Stentor—a person having a loud voice
At 120 years old, the Stentor is one of the oldest college newspapers in the Midwest. It’s currently 12 or more pages long, with color photos on the front and back pages. Some 1,300 copies of the large-scale broadsheet are printed each week—including 200 distributed in town in an effort to forge stronger ties to the community.
But just a few years ago the newspaper was barely limping along at about six pages. Some weeks there was no paper at all.
Such ups and downs punctuate the Stentor’s long history of innovation and agitation, which has been affected by finances, student interest, and outside forces, like national trends and events.
But that’s no longer acceptable, says Dean of Students Beth Tyler, who, along with President Stephen Schutt, has been instrumental in reviving both the Stentor and the College radio station. “The problem with both the radio station and the newspaper is that they’re student organizations—but unlike other organizations, we don’t really want them to ebb with the ebb of student interest,” Tyler says.
“I’m interested in making sure we remember that when you talk about the media, there is a benefit to the greater college community that goes beyond that of a standard student organization—the value goes far beyond that for the actual students who participate.”
President Schutt agrees: “I believe very strongly that a high-quality student newspaper and student radio station are vital organs of communication at a college, and provide valuable opportunities for student growth and experience.”
But in the late 1990s there was a lot of in-fighting among the staff, and money was scarce, recalls Susan Kunkle ’01, a former arts and entertainment editor. “There was a point where I think we were our own worst enemy," she says. The editors also spent a lot of time “fighting to show the administration that what we were doing was more than just a club activity—it was job. We wanted better equipment, we wanted to be given course credit.”

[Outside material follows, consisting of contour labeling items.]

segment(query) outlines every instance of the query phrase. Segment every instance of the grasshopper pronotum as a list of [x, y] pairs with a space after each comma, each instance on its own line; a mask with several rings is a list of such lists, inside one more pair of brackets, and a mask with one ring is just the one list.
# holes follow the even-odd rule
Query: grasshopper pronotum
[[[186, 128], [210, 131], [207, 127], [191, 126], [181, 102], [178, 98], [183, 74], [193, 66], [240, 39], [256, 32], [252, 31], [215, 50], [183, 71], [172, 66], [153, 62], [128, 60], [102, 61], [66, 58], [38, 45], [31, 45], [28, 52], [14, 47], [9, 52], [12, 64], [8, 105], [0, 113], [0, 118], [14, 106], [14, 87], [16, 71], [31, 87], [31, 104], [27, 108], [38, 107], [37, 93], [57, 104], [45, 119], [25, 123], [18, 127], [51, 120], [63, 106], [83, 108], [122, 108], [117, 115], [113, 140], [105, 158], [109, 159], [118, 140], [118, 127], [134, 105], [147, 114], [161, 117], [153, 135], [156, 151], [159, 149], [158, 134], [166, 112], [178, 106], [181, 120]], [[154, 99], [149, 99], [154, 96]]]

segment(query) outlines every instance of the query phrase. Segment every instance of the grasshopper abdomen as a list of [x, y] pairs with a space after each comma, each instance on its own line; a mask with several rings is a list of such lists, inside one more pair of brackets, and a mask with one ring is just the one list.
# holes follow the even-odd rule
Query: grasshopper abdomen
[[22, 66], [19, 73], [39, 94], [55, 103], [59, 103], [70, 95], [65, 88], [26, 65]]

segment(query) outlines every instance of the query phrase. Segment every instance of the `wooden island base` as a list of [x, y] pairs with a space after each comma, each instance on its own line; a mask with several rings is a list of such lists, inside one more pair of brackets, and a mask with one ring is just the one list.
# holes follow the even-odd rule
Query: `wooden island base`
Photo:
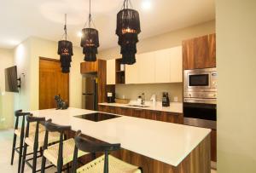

“Some of the time when there was no paper we only had enough [material] for maybe two pages,” says former editor Joe Stupar ’03, who recalls going through four editors and as many advisers during his tenure. “We did whatever we could to make it work. If we did not have enough articles, we would put in pictures, or create ads to fill the space.
“We were trying to improve things, but I think we were mainly struggling to keep going.”
The paper was a mess when Tyler came to the College in 2002. “One kid [currently] on the staff here was looking at the college with his parents and his mom said, ‘I don’t think you want to go there, because the paper is so bad,’” says current editor Will Pittinos ’06, who also arrived in 2002. “There was no consistency in publication. One week it would be published, and then it would go away for two or three weeks. There were stories on the front page that didn’t even have quotes in them.”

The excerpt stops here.